Jodie Rosser, who faces incumbent Kevin Kenerly in a runoff next week for the District 4 county commission seat, has been asked to meet District Attorney Danny Porter this morning, her husband Marcus said in a voice mail.
Jodie Rosser did not return repeated phone calls. "We believe this is politically motivated," Marcus Rosser said.
Porter said he would comment on Rosser and possibly other operatives today.
He would not confirm or deny if the grand jury, which met Wednesday, considered any wrongdoing by politicians. He said reporters could not see the indictments. Indictments are public documents, but Porter explained, in general, that indictments can be sealed to complete an investigation.
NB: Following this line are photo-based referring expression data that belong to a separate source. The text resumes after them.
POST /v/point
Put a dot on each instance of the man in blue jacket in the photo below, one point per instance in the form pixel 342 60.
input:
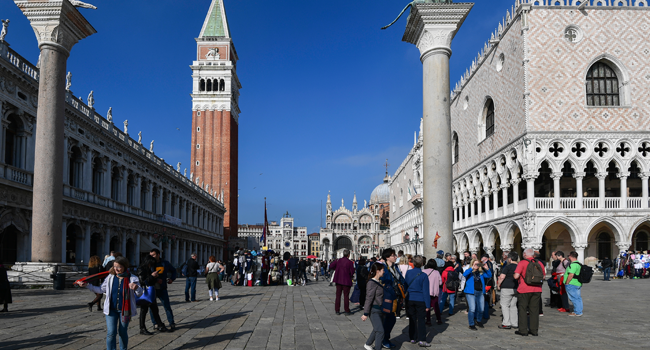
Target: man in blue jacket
pixel 391 278
pixel 419 303
pixel 166 274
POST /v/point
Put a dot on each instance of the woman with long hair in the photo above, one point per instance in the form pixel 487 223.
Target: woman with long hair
pixel 149 278
pixel 476 277
pixel 94 267
pixel 372 307
pixel 212 270
pixel 121 289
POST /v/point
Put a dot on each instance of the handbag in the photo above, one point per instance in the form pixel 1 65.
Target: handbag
pixel 356 294
pixel 148 297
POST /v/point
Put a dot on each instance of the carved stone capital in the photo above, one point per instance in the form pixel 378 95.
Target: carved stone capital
pixel 579 175
pixel 432 26
pixel 56 23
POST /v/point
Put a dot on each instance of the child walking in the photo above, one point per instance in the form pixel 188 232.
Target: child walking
pixel 372 307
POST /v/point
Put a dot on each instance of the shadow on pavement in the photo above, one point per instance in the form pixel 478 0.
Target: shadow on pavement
pixel 54 339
While the reason for the meeting with Porter is unknown, the District 4 race has had its share of political controversies.
Before the July 18 vote, DVDs of Kenerly during a gambling trip to Las Vegas were distributed to the media and then to the electorate, mailed to registered voters.
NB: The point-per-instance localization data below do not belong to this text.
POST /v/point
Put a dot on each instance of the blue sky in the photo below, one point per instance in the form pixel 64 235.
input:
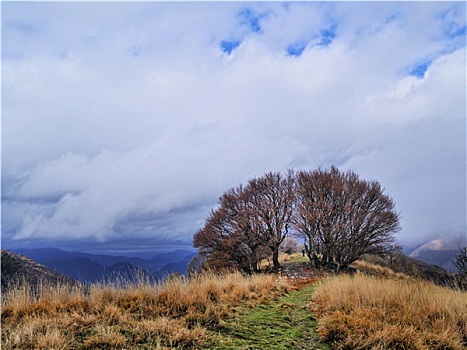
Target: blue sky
pixel 122 123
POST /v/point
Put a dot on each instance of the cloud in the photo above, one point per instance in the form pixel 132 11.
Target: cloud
pixel 129 120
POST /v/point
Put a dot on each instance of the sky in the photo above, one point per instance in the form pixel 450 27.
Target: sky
pixel 124 122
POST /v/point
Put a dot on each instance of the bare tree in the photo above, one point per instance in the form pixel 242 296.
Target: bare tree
pixel 231 237
pixel 461 262
pixel 342 217
pixel 273 202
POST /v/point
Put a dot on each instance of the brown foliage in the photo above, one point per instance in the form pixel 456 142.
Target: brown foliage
pixel 342 217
The Web site beatkevin.com that was listed as a return address on the envelopes, and the phone number of the person who registered the domain was linked to political operative Bill McKinney, but he has denied any involvement.
McKinney, who is a former business partner of Chairman Charles Bannister, said he has not met with the DA and has not been asked to."I read on the Internet that I'm being indicted like I robbed a bank," he said. "I'm disgusted with it."
Kenerly said he never spoke to the DA about the DVDs, but he did believe that the anonymous campaign, which also included mailers and roadside signs, is illegal.
He talked about the Swift Boat Veterans for Truth, which campaigned against John Kerry during the 2004 presidential election, registering as a political action committee and disclosing its actions.
But the DVD attack, which he blames on McKinney, was anonymous. "They sent it trying to distort the facts, and they spent thousands and thousands of dollars to sway an election," Kenerly said. "Hopefully some facts will come out."